長く使い続けられる建築

1.将来の更新を想定した住宅_木造ドミノ住宅

ソーラータウン府中/2013
木造ドミノ住宅webサイト

長寿命で性能の高い木造住宅をローコストで供給することをコンセプトに木造ドミノ住宅は生まれました。木造ドミノ住宅は構造上有効な耐力壁の配置を建物の外周部のみに集約した木造軸組み工法(在来工法)をベースとした住宅です。住宅の内部に存在する構造体は大黒柱のみの「がらんどうな空間」となるため、間取りの変更がしやすいのが特徴です。将来設備の更新や間仕切りの変更が必要になった際に家を解体することなく更新・変更が容易にできるようにするため、

あらかじめ構造体(スケルトン)と設備・間仕切り(インフィル)に分けて計画しています。古くなったから建て替えるのではなく、世代を超えて受け継ぐことができる住宅をつくることで、外部の庭の緑とともに成熟し、やがてはまちの景観をかたちづくっていく存在になることを木造ドミノ住宅は目指しています。

2.木造ドミノ住宅の展開_地域工務店との協働

木造ドミノ住宅は、むさしのiタウンのプロジェクトによって始めて建てられました。ソーラータウン府中とともに複数の住戸を同時に計画しています。木造ドミノ研究会という全国の地域工務店のネットワークとともに、加盟工務店のモデルハウスの設計監理に携わりました。
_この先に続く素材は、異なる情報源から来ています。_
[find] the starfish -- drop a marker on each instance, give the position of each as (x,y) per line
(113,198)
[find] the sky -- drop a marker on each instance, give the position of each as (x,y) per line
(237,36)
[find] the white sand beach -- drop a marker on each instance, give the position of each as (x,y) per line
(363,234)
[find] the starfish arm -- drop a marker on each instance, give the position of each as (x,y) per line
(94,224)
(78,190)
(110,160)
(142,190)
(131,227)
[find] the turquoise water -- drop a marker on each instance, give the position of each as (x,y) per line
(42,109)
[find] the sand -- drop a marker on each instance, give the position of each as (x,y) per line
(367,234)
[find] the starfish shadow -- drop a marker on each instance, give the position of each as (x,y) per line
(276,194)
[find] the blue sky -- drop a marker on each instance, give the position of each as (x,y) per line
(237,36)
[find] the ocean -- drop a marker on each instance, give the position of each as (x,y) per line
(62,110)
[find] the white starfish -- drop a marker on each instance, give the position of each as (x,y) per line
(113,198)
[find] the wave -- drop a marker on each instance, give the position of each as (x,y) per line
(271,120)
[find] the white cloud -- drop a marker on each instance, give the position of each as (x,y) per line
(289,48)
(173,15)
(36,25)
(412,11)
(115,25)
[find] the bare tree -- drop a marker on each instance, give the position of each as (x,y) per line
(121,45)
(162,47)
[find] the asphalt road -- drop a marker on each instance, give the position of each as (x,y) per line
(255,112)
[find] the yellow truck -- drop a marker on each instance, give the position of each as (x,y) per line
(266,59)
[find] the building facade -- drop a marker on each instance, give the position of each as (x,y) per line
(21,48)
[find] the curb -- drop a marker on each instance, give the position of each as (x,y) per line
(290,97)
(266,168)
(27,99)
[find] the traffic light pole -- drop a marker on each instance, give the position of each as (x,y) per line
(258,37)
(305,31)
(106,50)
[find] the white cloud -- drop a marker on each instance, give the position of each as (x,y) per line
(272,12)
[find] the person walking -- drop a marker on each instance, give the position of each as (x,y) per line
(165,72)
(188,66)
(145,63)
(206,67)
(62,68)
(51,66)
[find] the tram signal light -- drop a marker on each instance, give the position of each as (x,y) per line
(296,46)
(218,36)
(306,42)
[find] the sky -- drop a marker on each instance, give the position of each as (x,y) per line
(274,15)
従来のシンプルな箱に下屋を設けた鹿児島のモデルハウスやNEDOの太陽熱エネルギー活用型住宅実証棟としての仙台のモデルハウス、ZEHに対応した前橋のモデルハウスなど、地域工務店と協働して木造ドミノ住宅の新たな展開を試みています。

3.まちの中で長く受け継がれていくための建築のあり方

立川市庁舎/2010 サイト工業本社屋/2014

公共施設やオフィスにおいても、将来の使われ方の変化に柔軟に対応できるように、環境負荷を少なくする方策と合わせて、スケルトンとインフィルを分けて計画しています。サスティナブルな建築とは、

建物が低い負荷で運用され、使う人々にとって快適であり、手を入れ続けながら使い続けられることで実現するものと考えています。